New definitions and algorithms in scheduling resource-constrained projects

Abstract

The use of float and critical path are central in analyzing activity networks in project management. However, the variability in the schedules for resource-constrained projects make it difficult to calculate float and identify critical activities accurately. In the first part of the thesis, a new definition for float is proposed for projects with resource limits. With the new definition, it is possible for us to calculate float and identify critical activity without referring to a specified schedule. Several algorithms are developed to calculate the maximum float. Extensive experiments are conducted to show that there are abundance of activities and activity sets with positive float and group float even the deadline of the project is already optimal.
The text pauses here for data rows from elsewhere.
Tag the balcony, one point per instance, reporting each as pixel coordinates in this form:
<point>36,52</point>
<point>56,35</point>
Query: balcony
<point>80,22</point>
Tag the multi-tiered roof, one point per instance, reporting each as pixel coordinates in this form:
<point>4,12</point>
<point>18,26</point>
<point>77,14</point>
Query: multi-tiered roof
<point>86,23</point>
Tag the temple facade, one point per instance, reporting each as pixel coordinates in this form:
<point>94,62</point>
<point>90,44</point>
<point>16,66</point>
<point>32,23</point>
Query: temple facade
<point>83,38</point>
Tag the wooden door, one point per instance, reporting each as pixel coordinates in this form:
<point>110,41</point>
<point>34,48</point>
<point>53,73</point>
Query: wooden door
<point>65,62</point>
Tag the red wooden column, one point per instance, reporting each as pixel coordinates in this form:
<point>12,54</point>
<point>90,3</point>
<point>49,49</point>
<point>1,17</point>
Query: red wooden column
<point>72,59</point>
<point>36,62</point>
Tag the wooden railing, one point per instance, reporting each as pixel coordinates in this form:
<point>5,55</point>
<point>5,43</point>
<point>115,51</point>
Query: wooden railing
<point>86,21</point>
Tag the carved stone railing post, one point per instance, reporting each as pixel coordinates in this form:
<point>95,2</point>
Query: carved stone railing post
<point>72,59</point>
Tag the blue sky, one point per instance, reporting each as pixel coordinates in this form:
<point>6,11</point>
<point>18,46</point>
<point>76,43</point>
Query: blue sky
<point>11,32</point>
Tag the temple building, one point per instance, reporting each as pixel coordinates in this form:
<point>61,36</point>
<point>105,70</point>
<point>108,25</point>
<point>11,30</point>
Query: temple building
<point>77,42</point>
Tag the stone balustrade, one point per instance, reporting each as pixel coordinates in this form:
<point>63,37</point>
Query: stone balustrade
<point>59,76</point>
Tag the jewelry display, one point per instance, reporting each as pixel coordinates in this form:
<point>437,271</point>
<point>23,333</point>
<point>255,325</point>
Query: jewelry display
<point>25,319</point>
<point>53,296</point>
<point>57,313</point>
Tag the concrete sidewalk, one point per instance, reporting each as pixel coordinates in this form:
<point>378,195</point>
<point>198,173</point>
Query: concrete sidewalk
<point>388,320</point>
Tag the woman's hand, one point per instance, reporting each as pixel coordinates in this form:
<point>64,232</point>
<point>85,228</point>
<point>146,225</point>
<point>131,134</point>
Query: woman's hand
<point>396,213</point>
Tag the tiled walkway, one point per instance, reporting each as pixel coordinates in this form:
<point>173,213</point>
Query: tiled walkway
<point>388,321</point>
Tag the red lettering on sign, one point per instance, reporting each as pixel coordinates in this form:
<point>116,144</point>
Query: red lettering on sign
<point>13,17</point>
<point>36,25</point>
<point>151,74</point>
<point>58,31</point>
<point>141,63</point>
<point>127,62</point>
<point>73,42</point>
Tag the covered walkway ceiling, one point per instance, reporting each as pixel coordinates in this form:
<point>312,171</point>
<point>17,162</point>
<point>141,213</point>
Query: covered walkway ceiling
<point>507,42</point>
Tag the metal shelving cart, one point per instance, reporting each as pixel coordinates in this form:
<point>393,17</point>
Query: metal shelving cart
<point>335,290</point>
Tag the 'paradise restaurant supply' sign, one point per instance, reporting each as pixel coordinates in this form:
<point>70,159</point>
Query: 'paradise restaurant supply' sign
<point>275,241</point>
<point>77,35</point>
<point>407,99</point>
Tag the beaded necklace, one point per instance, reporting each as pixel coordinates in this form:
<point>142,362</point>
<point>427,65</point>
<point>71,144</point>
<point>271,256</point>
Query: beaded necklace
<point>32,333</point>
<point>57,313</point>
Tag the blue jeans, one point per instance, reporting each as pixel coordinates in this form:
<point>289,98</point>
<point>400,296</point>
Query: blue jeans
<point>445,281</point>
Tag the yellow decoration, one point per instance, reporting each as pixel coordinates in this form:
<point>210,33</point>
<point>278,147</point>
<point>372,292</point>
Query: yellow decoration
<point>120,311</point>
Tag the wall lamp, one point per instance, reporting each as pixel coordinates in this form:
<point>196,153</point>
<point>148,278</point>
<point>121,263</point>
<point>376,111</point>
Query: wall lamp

In the second part of the thesis, we develop an new optimization technique to solve the resource-constrained project scheduling problem (RCPSP). We based on the fact that the highly ordered structures of crystals are achieved by simultaneous movement of molecules with decreasing temperature. Simulating the process of cooling a gas into crystal, a new optimization method, Molecule Search (MS), is proposed here to tackle the RCPSP. The experimental results on the PSPLIB (standard benchmark for RCPSP) also show that MS is one of the best heuristics for RCPSP so far. In the third part of the thesis, we further develop a population based Molecule Search algorithm (Molecule Bank Algorithm) for RCPSP. Compared with all the state-of-art heuristics, MBA emerges to be one of the best heuristics so far, achieving the best results on the J60 and J120 test sets of PSPLIB. Moreover, 3 new best results for the J60 test set and 62 new best results for the J120 test sets are updated by MBA. In the fourth part of the thesis, We study an over-constrained resource-constrained project scheduling problem where constraints cannot be relaxed. This problem originates from a local defense agency where activities to be scheduled are strongly ranked in a priority scheme determined by planners ahead of time and operational real-time demands require solutions to be available almost immediately. A two-level hybrid framework is proposed to tackle this problem. Real-data used to test the algorithm show that a larger number of high priority activities are scheduled when compared to an old CP-based system. Further tests were performed using randomly-generated data and results compared with CPLEX.